首は躍る 4
女の言葉に、善三はぴくりと頬が引きつるのを感じた。
──誠二郎。
「聞いたこと……あるような」
「本当かい?」
「違う誠二郎かもしれねぇが……」
「どんな誠二郎さ」
「それは」
どんな──だったろう。
すぐ思い出しそうな気もするのだが。どうにもするすると逃げられて、形をなす前に消えてしまう。
近頃はこんなことばかりだ。善三は歯を軋らせた。
女のついでくれた酒を何杯もあおる。いよいよ酔いが回り、頭の中がぐるぐると渦を巻き始める。
「どう、思い出したかい?」
「いいや……それにしても……あんたも大変だな」
「あたい?」
「ああ。弟を探しているんだろ……」
「……まあねぇ」
女は妙に自嘲的な笑みを浮かべた。
「こんなことばっかりしているから、嫁に行くのも遅れちまうのさ」
「いやいや、あんたまだ若ぇじゃねぇか。うちの旦那様なんてなぁ」
「旦那様?」
「そうさ、あの人は昔から女っ気がなくてよ……。早く嫁をもらわんと後継ぎも心配だろ? 先代もずいぶんせっついたんだが」
「おやまぁ」
「仕事、仕事ってねぇ。それでとうとう四十路を越えちまった」
「それまで……ずっと独り身だったのかい?」
「まじめな人なんだよ。けど、あそこまで女っ気がないのも困ったもんだ。弟とは大違いだよなぁ……」
「……弟?」
「そう………」
──あれ?
善三は首をかしげた。
「いや、違ぇ違ぇ……。
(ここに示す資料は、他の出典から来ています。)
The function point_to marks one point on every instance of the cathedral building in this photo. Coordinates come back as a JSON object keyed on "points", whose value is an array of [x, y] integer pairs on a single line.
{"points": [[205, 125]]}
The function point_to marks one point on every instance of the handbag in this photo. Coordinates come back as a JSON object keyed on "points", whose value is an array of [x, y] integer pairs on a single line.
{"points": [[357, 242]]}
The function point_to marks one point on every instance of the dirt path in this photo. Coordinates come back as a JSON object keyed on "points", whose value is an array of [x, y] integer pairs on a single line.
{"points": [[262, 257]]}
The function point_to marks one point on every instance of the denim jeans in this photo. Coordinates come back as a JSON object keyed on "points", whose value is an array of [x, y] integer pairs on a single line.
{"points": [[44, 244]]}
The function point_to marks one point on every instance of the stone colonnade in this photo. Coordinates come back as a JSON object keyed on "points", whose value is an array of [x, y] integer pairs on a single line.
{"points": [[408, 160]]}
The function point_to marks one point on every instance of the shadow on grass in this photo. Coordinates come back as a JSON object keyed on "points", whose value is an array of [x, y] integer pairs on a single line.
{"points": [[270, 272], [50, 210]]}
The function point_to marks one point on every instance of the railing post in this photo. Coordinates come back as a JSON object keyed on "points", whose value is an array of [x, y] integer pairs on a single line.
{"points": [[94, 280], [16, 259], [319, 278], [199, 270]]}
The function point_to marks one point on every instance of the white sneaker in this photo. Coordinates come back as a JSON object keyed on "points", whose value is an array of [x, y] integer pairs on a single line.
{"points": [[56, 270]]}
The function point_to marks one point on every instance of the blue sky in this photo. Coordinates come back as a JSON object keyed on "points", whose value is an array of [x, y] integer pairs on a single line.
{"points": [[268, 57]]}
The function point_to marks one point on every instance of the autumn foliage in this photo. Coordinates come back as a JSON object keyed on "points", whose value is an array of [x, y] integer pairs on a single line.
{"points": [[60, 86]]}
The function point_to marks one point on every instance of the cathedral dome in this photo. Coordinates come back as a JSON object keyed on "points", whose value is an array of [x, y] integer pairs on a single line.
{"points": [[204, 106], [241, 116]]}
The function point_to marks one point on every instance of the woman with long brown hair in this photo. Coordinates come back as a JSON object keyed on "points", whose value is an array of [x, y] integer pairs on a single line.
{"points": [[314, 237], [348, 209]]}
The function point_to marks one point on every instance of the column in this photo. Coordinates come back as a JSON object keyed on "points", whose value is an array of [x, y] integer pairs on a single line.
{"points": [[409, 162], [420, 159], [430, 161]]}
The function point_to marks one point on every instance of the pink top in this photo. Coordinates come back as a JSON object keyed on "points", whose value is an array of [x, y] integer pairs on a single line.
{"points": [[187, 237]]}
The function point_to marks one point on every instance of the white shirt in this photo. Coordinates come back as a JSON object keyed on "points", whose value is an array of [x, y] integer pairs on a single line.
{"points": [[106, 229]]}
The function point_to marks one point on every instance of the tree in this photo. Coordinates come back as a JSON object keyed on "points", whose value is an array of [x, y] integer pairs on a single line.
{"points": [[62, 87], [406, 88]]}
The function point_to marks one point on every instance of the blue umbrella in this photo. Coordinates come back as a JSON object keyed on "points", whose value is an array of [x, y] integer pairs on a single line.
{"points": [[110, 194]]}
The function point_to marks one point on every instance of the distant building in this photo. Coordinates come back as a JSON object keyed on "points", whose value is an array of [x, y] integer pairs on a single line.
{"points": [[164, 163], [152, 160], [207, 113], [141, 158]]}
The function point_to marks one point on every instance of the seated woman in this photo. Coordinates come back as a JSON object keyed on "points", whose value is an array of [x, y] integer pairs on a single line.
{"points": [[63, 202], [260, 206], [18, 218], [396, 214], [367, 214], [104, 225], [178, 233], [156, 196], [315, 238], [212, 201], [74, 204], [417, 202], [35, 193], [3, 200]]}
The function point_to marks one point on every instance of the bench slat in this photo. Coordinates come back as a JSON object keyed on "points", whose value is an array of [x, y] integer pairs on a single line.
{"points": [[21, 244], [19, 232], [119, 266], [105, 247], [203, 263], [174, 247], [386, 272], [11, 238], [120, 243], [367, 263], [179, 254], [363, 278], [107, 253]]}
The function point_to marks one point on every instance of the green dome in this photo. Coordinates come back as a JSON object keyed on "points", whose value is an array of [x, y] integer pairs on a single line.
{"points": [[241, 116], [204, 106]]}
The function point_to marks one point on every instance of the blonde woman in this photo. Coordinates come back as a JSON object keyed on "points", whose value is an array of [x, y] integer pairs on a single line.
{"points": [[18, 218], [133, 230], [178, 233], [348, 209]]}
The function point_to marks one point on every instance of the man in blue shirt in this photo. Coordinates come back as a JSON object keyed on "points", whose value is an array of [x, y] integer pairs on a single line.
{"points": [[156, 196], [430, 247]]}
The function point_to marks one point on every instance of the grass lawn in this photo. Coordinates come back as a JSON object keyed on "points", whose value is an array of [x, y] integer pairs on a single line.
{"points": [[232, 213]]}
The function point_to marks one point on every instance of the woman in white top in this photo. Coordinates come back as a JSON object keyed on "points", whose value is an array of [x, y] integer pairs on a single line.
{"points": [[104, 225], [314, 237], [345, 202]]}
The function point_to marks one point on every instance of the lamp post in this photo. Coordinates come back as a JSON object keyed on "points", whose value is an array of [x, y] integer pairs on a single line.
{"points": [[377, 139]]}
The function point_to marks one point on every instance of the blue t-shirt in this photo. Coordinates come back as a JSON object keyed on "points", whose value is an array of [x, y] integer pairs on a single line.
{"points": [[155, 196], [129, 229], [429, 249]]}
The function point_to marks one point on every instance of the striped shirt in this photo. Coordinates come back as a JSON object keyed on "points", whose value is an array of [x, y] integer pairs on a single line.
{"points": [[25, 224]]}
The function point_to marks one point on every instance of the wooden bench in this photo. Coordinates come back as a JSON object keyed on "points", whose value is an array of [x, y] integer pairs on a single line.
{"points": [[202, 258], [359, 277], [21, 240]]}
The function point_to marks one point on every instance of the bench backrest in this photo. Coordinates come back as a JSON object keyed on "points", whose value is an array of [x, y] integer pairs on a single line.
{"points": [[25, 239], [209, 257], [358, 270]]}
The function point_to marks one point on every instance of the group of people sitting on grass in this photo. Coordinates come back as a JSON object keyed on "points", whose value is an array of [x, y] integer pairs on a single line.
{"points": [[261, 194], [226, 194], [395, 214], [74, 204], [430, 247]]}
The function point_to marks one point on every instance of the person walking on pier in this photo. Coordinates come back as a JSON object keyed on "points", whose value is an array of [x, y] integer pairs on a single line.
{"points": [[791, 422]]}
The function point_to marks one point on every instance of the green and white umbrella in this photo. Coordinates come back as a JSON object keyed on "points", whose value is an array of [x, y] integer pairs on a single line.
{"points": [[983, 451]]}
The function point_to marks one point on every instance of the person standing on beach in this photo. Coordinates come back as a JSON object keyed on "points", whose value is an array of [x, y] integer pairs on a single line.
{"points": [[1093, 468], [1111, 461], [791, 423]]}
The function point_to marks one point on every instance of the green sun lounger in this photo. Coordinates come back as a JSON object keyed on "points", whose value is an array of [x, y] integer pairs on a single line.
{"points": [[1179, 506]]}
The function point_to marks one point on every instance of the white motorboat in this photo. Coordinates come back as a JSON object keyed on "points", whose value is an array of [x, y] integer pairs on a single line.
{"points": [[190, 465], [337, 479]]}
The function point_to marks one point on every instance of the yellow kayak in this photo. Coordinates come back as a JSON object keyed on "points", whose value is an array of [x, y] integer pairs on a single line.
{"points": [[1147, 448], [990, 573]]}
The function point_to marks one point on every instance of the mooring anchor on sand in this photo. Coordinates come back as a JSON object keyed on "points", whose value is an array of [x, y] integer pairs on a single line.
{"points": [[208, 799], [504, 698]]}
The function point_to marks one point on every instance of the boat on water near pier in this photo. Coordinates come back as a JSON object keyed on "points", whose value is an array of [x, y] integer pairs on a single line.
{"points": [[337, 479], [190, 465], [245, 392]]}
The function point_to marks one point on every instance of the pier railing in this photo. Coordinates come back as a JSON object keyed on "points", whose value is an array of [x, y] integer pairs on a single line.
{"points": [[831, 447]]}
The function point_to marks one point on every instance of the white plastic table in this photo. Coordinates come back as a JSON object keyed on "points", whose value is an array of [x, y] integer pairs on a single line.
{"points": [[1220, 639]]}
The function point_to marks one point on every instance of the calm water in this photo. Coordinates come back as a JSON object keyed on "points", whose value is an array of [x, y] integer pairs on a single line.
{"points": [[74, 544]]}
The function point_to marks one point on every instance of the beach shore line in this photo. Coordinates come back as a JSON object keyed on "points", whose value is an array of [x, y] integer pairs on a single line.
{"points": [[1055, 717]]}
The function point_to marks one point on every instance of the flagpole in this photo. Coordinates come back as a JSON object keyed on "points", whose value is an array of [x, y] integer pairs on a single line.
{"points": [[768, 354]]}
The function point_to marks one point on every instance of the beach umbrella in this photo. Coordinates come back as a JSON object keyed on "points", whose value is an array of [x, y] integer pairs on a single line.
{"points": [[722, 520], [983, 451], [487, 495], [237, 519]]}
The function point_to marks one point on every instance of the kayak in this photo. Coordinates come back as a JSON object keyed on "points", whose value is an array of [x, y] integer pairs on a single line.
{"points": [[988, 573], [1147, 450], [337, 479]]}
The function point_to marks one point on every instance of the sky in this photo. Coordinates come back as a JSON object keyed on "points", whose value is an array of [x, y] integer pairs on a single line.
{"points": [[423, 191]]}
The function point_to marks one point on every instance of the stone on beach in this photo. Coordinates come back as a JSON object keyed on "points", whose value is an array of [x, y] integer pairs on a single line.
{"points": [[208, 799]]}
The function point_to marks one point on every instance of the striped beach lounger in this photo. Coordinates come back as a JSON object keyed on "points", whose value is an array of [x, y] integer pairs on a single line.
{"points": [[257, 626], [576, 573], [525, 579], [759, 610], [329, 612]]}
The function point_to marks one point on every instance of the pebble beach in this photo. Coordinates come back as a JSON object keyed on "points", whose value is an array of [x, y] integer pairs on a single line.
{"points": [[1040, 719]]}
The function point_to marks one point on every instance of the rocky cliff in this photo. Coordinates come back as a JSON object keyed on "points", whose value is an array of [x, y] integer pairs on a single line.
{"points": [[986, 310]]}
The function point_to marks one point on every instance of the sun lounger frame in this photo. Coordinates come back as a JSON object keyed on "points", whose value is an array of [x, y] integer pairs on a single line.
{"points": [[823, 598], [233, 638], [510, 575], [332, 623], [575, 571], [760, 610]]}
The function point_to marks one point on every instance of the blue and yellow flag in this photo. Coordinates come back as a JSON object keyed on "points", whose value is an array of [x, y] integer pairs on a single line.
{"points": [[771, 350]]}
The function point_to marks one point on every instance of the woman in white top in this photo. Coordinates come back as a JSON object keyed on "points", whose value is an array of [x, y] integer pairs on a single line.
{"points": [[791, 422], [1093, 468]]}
何言ってんだ……俺ぁ」
「どうしたんだい」
「旦那様には……ちゃんっと御内儀がいるじゃねぇか。お嬢さんだって……」
「なぁんだ、やっぱり独り身じゃなかったのかい」
「そうだよ、そう……」
「あんた、大丈夫?」
「そう……だっけ……」
なんだかよくわからない。
よくわからないものが頭の中にある。
いや、そもそも人の記憶なんてものはその程度かもしれない。
酔った頭でそう考え、半ば開き直ったような気持ちになる。これも酒の効用か。
「まぁ、変だよなぁ。旦那様が独り身だと言ってみたり……いや妻も娘もいると言ってみたり……いや娘がいるのは弟のほうだったか……?」
ごちゃまぜだ。
「どうでい……ひどいもんだろ」
くっくっと泣きそうな顔で笑う善三を、女はかすかに笑みながら見つめている。
「俺の頭はさぁ、昔はこんなんじゃなかったんだ。それがよぉ、いつのまにやらおかしくなっちまって」
「おかしくなんかないさ」
「いいや、おかしいよ。自分でもわかってるんだ。記憶が幾通りもあるなんて……」
「幾通り──」
女は猫のような目をすぅっと細めた。
「それなら、忘れたわけじゃないんだね」
「いや、忘れてんだ、いつもはよ。ただこうして酒を飲んでいると、幾通りもあるような……そんな気がするだけだ」
「何かの拍子にすっかり思い出す、なんてこともあるかもしれないよ」
「さぁて、あるかねぇ……そんなこと」
そこで酒が切れた。
もういっぽぉん、とやけくそに声を上げる。
亭主はあきれた様子ではいはいと奥に引っ込んだ。
「ところで、あんた」
「なんだい」
女の指がするりと上がった。
急に尖った爪を向けられて、善三はきょとんとする。
「あんたの知ってる誠二郎って男はさぁ……」
「……ああ」
「そんな顔をしていなかったかい?」
──顔?
何気なしに後ろを見る。
と。
善三は腰を抜かしそうになった。
すぐ後ろに青白い男が立っていたのだ。
その男が。
柳のようにやせ細った──
髪は乱れ、眼窩は落ちくぼみ──
悲しげな顔をしてじっとこちらを見ている──
こいつは──この男は──
「せ、誠二郎様……!」
そんなまさか。
拳でごしごしと目をこすり、もう一度目を開けると。
青白い男は消え──
笠をかぶった坊主がぽつんと立っていた。